Inference on the hyper-parameters is performed thanks to the training dataset in both cases. Considering the different timestamps and the relative monotony of the progression curves, the settings Uncommon grid/Common HP has been used for Magma. The overall training lasted around 2 h with the same hardware configuration as for simulations. To compute MSE and the \(CI_{95}\) coverage, the data points of each individual in the testing set has been split into observed and testing timestamps. Since each individual has a different number of data points, the first 80% of timestamps are taken as observed, while the remaining 20% are considered as testing timestamps. Magma’s predictions are compared with the true values of \(y_i\) at testing timestamps. As previously, both GP and Magma have been initialised with a constant 0 mean function. Initial values for hyper-parameters are also similar for all i, \(\theta _0^{{\text{ini}}} = \theta _i^{{\text{ini}}} = (\exp (1), \exp (1))\) and \(\sigma _i^{{\text{ini}}} = 0.4\). Those values are the default in Magma and remain adequate in the context of these datasets.
Results and interpretation The overall performance and comparison are summarised in Table 5.
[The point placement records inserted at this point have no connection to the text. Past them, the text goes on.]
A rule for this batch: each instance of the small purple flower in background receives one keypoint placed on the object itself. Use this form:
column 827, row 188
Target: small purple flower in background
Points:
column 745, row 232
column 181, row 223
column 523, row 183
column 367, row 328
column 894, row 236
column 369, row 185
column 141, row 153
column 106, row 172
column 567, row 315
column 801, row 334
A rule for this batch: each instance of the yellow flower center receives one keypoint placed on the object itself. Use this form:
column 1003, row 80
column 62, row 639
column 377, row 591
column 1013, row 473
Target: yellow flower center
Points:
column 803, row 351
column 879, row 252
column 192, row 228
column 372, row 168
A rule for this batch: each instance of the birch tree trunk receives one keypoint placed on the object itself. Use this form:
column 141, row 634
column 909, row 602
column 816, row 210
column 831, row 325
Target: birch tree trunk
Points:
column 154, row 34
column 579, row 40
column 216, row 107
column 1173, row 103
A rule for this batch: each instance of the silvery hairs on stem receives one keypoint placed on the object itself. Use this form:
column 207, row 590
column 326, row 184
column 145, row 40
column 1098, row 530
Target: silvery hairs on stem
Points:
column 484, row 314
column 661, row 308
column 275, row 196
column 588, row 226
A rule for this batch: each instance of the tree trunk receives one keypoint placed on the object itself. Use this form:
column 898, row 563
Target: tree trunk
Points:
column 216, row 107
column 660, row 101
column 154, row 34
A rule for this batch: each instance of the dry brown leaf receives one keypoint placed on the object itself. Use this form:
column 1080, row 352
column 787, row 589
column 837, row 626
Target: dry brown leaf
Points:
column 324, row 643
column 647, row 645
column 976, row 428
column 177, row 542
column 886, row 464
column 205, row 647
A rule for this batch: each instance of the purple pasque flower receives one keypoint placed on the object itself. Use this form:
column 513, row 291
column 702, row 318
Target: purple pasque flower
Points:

Table 5 Average MSE (standard deviation) and average \(CIC_{95}\) (standard deviation) for prediction on french swimmer testing datasets
We observe that Magma still provides excellent results in this context, and naturally outperforms predictions provided by a standard GP regression. As the progression curves present relatively monotonic variations and thus avoid pathological behaviours that could occur with synthetic data, the MSE in prediction remains very low. The \(CI_{95}\) coverage sticks close to the 95% expected value for Magma, indicating an adequate quantification of uncertainty. To illustrate these results, an example is displayed on Fig. 5 for both men and women. For a randomly chosen testing individual, we plot its predicted progression curve (in blue), where its first 15 data points are used as observations (in black), while the remaining true data points (in red) are displayed for comparison purpose. As previously observed in the simulation study, the simple GP quickly drifts to the prior 0 mean, as soon as data lack. However, for both men and women, the Magma predictions remain close to the true data, which also lie within the 95% credible interval. Even for long term forecast, where the mean prediction curve tends to overlap the mean process (dashed line), the true data remain in our range of uncertainty, as the credible interval widens far from observations. For clarity, we displayed only a few individuals from the training dataset (colourful points) in the background. The mean process (dashed line) seems to represent the main trend of progression among swimmers correctly, even though we cannot numerically compare \(\mu _0\) to any real-life analogous quantity. From a more sport-related perspective, we can note that both genders present similar patterns of progression. However, while performances are roughly similar in mean trend before the age of 14, they start to differentiate afterwards and then converge to average times with approximatively a 5 s gap. Interestingly, the difference between men and women in terms of world records in swimming competitions for the 100m freestyle is currently 4.8 s (46.91 versus 51.71). These results, obtained under reasonable hypotheses on several hundreds of swimmers, seem to indicate that Magma would give quite reliable predictions for a new young swimmer. Furthermore, the uncertainty provided through the predictive posterior distribution offers an adequate degree of caution in a decision-making process.